Piso em ovos com as aspas porque preciso de um objeto de transição. Eu que acredito na anatomia do entendimento e acredito em meu corpo. Mas não dispenso as verdades de Derrida, que me tocam através do vidro do ônibus e que ecoa a pergunta da menina. O supersônico do bêbado é inaudível porque me arranca de mim mesma e me condena às esferas do não sentido e do não-ser.

Adélia Prado (2007), cuja labuta é ser mineira de coração vazante de poesia, entendeu o que há de trágico nisso. O caos das fissuras, rastros e margens gramaticais foi inventado para não ser tocado:

Não me importa a palavra, esta corriqueira.

Quero é o esplêndido caos de onde emerge a sintaxe, os sítios escuros onde nasce o ‘de’, o ‘aliás’,

o ‘o’, o ‘porém’ e o ‘que’, esta incompreensível muleta que me apoia.

Quem entender a linguagem entende Deus cujo Filho é Verbo. Morre quem entender.

A palavra é disfarce de uma coisa mais grave, surda-muda, foi inventada para ser calada.

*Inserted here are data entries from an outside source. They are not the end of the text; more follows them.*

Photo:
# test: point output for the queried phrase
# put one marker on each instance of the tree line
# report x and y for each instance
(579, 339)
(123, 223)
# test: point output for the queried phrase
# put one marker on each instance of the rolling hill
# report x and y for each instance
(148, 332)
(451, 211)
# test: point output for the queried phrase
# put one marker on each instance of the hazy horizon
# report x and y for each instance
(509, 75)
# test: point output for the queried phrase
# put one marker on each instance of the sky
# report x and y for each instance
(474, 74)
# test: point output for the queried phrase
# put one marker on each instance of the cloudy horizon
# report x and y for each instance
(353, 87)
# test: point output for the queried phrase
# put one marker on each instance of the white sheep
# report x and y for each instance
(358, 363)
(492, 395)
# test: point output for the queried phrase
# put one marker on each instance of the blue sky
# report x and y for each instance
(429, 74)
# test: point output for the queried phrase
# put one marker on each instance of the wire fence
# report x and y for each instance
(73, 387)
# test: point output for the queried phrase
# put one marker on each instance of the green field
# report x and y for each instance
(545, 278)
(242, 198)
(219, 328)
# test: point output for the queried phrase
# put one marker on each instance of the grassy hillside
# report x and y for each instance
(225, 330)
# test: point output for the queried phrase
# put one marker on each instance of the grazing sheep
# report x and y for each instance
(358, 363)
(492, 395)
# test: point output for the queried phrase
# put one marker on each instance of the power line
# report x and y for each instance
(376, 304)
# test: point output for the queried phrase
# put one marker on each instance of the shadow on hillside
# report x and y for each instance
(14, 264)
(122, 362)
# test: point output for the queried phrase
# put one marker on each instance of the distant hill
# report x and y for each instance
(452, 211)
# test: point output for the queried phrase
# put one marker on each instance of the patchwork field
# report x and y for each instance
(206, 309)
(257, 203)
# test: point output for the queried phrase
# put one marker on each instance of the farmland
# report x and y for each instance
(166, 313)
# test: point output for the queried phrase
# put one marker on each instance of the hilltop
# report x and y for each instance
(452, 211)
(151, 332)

Em momentos de graça, infreqüentíssimos, se poderá apanhá-la: um peixe vivo com a mão. Puro susto e terror.

(PRADO, 2007, p.20)

Caos. Meus contornos são abismos. As minhas palavras, todas, disfarces, retoques. De que adianta ouvi-las? De que adianta meu nome? Meu solo é monossilábico. Transverso, me arremessa a ser quem não sou. Dizem-me apenas que a ausência dos meus disfarces me desfigura mais do que eu supunha – preciso saber se sou boa ou ruim porque é isso que parece autorizar a minha existência. E que Derrida tocou a coisa mais grave, surda- muda, que foi inventada para ser calada. Que faço agora com o terror desta descoberta: a descoberta de que sou tão quanto aquele supersônico: ambos, um mudo morto?